Typhoeus

http://github.com/pauldix/typhoeus/tree/master

the mailing list

Thanks to my employer kgbweb for allowing me to release this as open source. Btw, we’re hiring and we work on cool stuff like this every day. Get a hold of me if you rock at rails/js/html/css or if you have experience in search, information retrieval, and machine learning.

I also wanted to thank Todd A. Fisher. I ripped a good chunk of the c libcurl-multi code from his update to Curb. Awesome stuff Todd!

Summary

Like a modern code version of the mythical beast with 100 serpent heads, Typhoeus runs HTTP requests in parallel while cleanly encapsulating handling logic. To be a little more specific, it’s a library for accessing web services in Ruby. It’s specifically designed for building RESTful service oriented architectures in Ruby that need to be fast enough to process calls to multiple services within the client’s HTTP request/response life cycle.

Some of the awesome features are parallel request execution, memoization of request responses (so you don’t make the same request multiple times in a single group), built in support for caching responses to memcached (or whatever), a nifty DSL for creating classes that make http calls and process responses, and mocking capability baked in. It uses libcurl and libcurl-multi to work this speedy magic. I wrote the c bindings myself so it’s yet another Ruby libcurl library, but with some extra awesomeness added in.

Installation

For now Typhoeus exists only on github. It requires you to have a current version of libcurl installed. I’ve tested this with 7.19.4.

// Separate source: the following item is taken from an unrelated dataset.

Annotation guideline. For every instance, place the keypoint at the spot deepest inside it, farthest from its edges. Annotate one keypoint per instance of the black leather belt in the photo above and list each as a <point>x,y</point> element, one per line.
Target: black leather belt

gem sources -a http://gems.github.com # if you haven’t already
gem install pauldix-typhoeus
If you’re on Debian or Ubuntu and getting errors while trying to install, it could be because you don’t have the latest version of libcurl installed. Do this to fix:

sudo apt-get install libcurl4-gnutls-dev

Another problem could be if you are running Mac Ports and you have libcurl installed through there. You need to uninstall it for Typhoeus to work! The version in Mac Ports is old and doesn’t play nice. You should download curl and build from source. Then you’ll have to install the gem again.

If you’re still having issues, please let me know on the mailing list.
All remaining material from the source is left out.